Once he graduated, his jobs at Taywood included a new stand at West Ham United’s old Upton Park ground but it was at the redevelopment of King’s Cross station – building a new ticket hall as part of the arrival of HS1 at the nearby St Pancras station – where he cut his engineering chops. “It was a really good job to be on,” he says.
He left Taywood in 2007 for a career in the business of construction, first with Deloitte, where he spent three years working on corporate finance at its real estate arm, and then at Qatar National Bank (QNB), where he was the investor’s eyes and ears for its interest in the Shard. QNB was part of the Qatari consortium that helped to fund the scheme and get it out of the ground.

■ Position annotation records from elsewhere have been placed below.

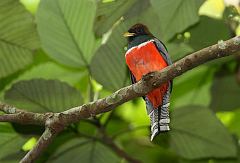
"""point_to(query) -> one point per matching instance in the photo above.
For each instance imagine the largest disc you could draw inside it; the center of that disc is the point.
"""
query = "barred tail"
(159, 117)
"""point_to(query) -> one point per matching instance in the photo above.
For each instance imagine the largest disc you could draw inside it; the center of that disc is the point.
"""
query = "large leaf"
(196, 133)
(225, 91)
(10, 143)
(82, 150)
(66, 30)
(50, 70)
(201, 38)
(18, 37)
(193, 87)
(40, 95)
(109, 12)
(176, 16)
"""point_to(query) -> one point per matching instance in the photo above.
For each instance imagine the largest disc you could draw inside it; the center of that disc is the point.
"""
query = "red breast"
(143, 59)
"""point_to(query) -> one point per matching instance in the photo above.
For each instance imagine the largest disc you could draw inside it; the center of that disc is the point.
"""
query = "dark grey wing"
(163, 50)
(133, 80)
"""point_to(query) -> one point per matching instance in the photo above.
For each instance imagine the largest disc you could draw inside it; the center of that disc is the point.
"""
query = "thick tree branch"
(55, 122)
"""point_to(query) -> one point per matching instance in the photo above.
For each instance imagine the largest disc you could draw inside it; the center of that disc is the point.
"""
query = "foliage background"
(56, 54)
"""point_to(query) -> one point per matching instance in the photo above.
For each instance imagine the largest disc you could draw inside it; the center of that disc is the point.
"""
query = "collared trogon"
(147, 54)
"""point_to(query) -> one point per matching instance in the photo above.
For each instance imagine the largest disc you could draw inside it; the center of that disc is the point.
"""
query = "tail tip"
(156, 131)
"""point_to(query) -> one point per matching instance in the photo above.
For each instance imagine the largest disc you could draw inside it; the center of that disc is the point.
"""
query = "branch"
(152, 80)
(16, 115)
(55, 122)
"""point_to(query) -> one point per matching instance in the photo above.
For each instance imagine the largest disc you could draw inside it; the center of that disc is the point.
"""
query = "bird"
(145, 53)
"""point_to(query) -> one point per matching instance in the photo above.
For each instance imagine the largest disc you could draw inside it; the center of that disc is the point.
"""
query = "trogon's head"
(137, 30)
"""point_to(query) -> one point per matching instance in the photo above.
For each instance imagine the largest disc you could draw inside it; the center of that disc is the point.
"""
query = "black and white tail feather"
(159, 117)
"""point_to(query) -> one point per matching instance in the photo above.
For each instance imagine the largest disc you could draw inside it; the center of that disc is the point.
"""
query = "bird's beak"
(128, 34)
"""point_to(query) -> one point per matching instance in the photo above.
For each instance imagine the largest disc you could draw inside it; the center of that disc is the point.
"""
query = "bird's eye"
(139, 30)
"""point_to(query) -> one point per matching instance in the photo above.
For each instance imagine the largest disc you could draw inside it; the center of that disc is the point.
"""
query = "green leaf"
(197, 133)
(109, 12)
(193, 87)
(176, 16)
(18, 37)
(50, 70)
(10, 143)
(201, 38)
(82, 150)
(225, 91)
(66, 30)
(108, 65)
(40, 95)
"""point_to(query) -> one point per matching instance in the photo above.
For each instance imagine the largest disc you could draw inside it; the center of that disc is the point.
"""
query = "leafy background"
(56, 54)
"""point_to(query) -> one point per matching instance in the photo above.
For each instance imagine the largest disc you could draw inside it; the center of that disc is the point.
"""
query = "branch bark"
(55, 122)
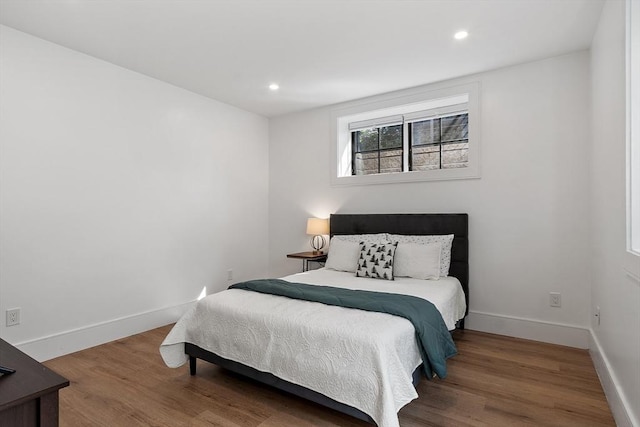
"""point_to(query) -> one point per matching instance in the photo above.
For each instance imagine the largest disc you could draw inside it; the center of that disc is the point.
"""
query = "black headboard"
(415, 224)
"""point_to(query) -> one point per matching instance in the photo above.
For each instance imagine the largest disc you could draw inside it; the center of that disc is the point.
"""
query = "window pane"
(455, 128)
(425, 158)
(367, 139)
(391, 136)
(366, 163)
(425, 132)
(455, 155)
(391, 161)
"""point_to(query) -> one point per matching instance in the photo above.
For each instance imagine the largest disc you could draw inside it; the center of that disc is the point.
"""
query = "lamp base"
(317, 243)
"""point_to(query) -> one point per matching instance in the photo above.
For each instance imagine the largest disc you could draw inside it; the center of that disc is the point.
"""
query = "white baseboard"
(59, 344)
(619, 404)
(531, 329)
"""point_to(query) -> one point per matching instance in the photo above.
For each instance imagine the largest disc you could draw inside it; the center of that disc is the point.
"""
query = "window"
(422, 136)
(377, 150)
(439, 143)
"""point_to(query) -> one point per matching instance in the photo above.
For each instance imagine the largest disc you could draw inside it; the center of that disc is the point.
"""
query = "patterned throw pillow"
(376, 260)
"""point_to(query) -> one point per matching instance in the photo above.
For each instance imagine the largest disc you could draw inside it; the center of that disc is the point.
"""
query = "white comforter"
(362, 359)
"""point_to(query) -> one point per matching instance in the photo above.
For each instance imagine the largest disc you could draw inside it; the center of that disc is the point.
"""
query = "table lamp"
(317, 227)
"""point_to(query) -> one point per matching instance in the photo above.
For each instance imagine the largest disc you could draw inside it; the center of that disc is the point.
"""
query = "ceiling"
(320, 52)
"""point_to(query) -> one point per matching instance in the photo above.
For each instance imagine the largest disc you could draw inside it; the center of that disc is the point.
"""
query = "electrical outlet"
(13, 316)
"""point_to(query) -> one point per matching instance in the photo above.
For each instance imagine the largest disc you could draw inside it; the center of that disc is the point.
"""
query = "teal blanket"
(434, 340)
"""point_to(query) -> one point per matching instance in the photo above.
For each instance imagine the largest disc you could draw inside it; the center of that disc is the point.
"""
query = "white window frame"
(405, 103)
(632, 261)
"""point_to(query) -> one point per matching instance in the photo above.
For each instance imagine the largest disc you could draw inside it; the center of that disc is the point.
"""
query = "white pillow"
(417, 261)
(343, 255)
(446, 240)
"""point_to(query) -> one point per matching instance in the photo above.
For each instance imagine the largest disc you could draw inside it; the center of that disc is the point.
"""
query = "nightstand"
(308, 256)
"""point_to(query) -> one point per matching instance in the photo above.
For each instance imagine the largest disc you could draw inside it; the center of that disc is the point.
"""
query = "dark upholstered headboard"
(415, 224)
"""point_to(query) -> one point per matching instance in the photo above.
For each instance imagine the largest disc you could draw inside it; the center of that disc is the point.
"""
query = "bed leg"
(192, 365)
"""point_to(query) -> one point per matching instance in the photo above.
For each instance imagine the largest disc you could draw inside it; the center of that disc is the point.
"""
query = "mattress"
(362, 359)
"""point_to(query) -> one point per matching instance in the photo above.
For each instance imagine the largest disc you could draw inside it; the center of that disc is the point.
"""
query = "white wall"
(122, 197)
(528, 212)
(616, 341)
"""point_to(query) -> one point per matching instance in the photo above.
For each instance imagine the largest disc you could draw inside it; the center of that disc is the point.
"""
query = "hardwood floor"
(493, 381)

He worked with the developer Irvine Sellar and remembers: “He certainly was a character. I had a very good relationship with Irvine.” He ended up joining Sellar in 2018, a year after Irvine passed away, and stayed until 2024.
But he needed a new challenge, having been worn down by the impasse on its Liverpool Street station development and the general slowdown in London commercial. “You could see the broader market was going to be tougher.”

An old Taywood colleague tipped him off about the Kilnbridge role and he arrived nearly two years ago.
He says he can see Irvine Sellar’s entrepreneurial spirit in Kilnbridge founder Dermot McDermott who, while not involved day-to-day, stays in touch. “He keeps his finger on the pulse, he knows what’s going on but he leaves me to get on with it. He has been very good at enabling me to run the business as I need to.”
Married with three children aged 12, 10 and eight, Dannatt spends much of his working week away from his Windsor home, coming back at weekends. He thinks he ended up in construction because his own dad was a metalwork teacher in Dorset where he grew up.
Above all, he still loves being on a site. “I have this inherent love of the industry and building things.”
So what’s his favourite building, then? “It’s got to be the Shard hasn’t it?” It’s not just because he worked on it, he says, but because of what it symbolises.
“It’s a beacon for what a modern London is. It respects the context of the station [London Bridge] and has unlocked all that upgrade work to the station and surrounds. It’s a landmark for the world.”